Each trip brought more screaming matches, accusations, and drama. As she approached her 90th birthday, I was hopeful I could lift her spirits with a surprise gathering bringing together what was left of our small family.
The arrangements were made, and we all flew in and stayed on Clearwater Beach. I had rented two places to accommodate everyone. Fran preferred to go home each evening.
As everyone arrived in town, they would stop first at her apartment to surprise her. With the exception of
one grandchild, all of her grandchildren and great-grandchildren were in attendance.
The only one who missed the celebration was the grandson who lived locally.
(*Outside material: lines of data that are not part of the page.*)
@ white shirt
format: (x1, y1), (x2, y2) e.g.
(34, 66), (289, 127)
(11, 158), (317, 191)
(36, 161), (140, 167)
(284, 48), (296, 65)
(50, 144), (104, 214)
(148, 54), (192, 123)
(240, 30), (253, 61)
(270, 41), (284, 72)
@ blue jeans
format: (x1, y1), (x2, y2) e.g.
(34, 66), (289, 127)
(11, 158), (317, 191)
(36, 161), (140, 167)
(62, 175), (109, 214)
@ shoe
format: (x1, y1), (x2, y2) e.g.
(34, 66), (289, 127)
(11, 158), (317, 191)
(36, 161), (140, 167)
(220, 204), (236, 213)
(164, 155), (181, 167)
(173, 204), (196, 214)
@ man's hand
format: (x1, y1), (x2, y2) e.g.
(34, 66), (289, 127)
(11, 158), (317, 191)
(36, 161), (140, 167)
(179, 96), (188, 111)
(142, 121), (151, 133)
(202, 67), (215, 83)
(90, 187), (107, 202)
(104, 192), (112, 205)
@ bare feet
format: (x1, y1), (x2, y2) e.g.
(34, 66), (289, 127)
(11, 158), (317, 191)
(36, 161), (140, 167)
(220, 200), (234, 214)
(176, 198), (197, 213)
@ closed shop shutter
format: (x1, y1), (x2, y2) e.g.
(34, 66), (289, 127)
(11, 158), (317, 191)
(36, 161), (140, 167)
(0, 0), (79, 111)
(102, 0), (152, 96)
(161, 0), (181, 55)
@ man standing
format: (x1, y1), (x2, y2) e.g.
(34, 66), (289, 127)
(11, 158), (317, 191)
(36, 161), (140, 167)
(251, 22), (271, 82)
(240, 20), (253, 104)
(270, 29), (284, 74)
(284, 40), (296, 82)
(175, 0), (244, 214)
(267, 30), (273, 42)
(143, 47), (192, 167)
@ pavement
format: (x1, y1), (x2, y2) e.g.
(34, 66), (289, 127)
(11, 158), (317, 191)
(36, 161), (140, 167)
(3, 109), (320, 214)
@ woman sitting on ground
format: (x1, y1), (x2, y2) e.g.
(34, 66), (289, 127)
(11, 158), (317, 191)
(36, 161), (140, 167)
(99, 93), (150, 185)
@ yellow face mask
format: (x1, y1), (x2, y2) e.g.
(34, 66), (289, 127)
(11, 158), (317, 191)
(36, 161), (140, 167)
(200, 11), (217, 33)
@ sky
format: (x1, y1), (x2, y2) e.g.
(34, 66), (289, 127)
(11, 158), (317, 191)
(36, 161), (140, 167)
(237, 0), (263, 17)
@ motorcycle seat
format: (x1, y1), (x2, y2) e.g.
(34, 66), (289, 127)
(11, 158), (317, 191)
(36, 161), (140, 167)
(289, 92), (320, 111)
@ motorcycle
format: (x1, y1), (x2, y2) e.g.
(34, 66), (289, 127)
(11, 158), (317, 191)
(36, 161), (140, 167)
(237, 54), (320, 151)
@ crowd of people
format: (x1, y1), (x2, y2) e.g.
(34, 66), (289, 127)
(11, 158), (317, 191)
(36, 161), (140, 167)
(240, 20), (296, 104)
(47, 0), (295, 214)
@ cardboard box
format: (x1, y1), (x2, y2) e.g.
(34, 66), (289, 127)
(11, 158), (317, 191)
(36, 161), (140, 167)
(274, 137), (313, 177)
He was detained in a local facility; hours to visit were limited, yet we all ultimately were able to see him via a TV monitor.
Despite the actual birthday party celebration, I think the highlight of that week was her visits to her grandson. I know she enjoyed seeing all the family together; visiting the local jail seemed to be the proverbial cherry on top.
I am not saying that he was her favorite grandchild, but he was her favorite. He had lived on and off with Fran for most of his life, so it was logical in many ways, in others hurtful. After all, he was the son of our family Prince Douglas.
As time passed, I was making trips to Florida around doctor appointments and shopping trips. The community had a service, but it was limited to certain activities and typically involved a wait time as they shuttled others.
As with most amenities after COVID, they never returned to pre-COVID levels, and Fran was furious. The food was worse, the activities were different, and she began to isolate more.
Since cards always prevailed, I thought it was a safe subject for me to broach. She went into an angry rant that
“couples” were moving in and dominating the games.
In an outburst I was lucky not to witness, yet heard about, she ceremoniously dumped all of her card games and decks of cards onto a table in the loft area and declared she would no longer facilitate games for the community.
Things were changing fast; Marge needed more assistance, and her other good friend, June, had slowed as well. They tried to play games by themselves, but even that effort tried Fran’s patience.
I once again talked of moving Fran to Michigan. She was resistant and would get silent-sad if I pursued the conversation.
Each visit was the same. Things were missing, moved, and they were watching her as she moved in and out of the apartment.
I had purchased a small safe for her to put valuables in, which I thought would decrease her anxiety. Wrong again…she put old papers in it, turned it backwards on the closet floor, and put a note that read “nothing in here you want”.
Rinse and repeat. I dreaded each visit as I knew exactly what would occur. I would try not to engage in any topics that would set her off. I watched TV in silence with her until I could escape to the hotel.
One day it all changed with a frantic call from Fran. June, who lived down the hall and routinely dined with Fran, had suddenly passed away.
June had become closer with Fran as Marge descended into dementia and was moved to the step-up community behind Fran’s building. Fran visited her; however, Marge had fallen and moved to another building for rehab on the same campus, a bigger walk for Fran.
Now instead of dining with June and Marge, it was Fran and June alone at a two-top.
Fran always had the same schedule: wait outside the elevator for June to meet her so they could go to the dining room together.
Fran was anxious that June had not come out of her apartment yet. Patience was not in Fran’s wheelhouse.
She walked down and noticed the door was cracked, not totally unusual as June knew how impatient Fran was.
Fran entered and immediately knew something was amiss. She went into the bedroom and saw June lying on the bed, dressed for breakfast but not moving.
In short order, chaos ensued as the staff ran to get Fran, and the paramedics rushed in. June was deceased, and Fran was devastated.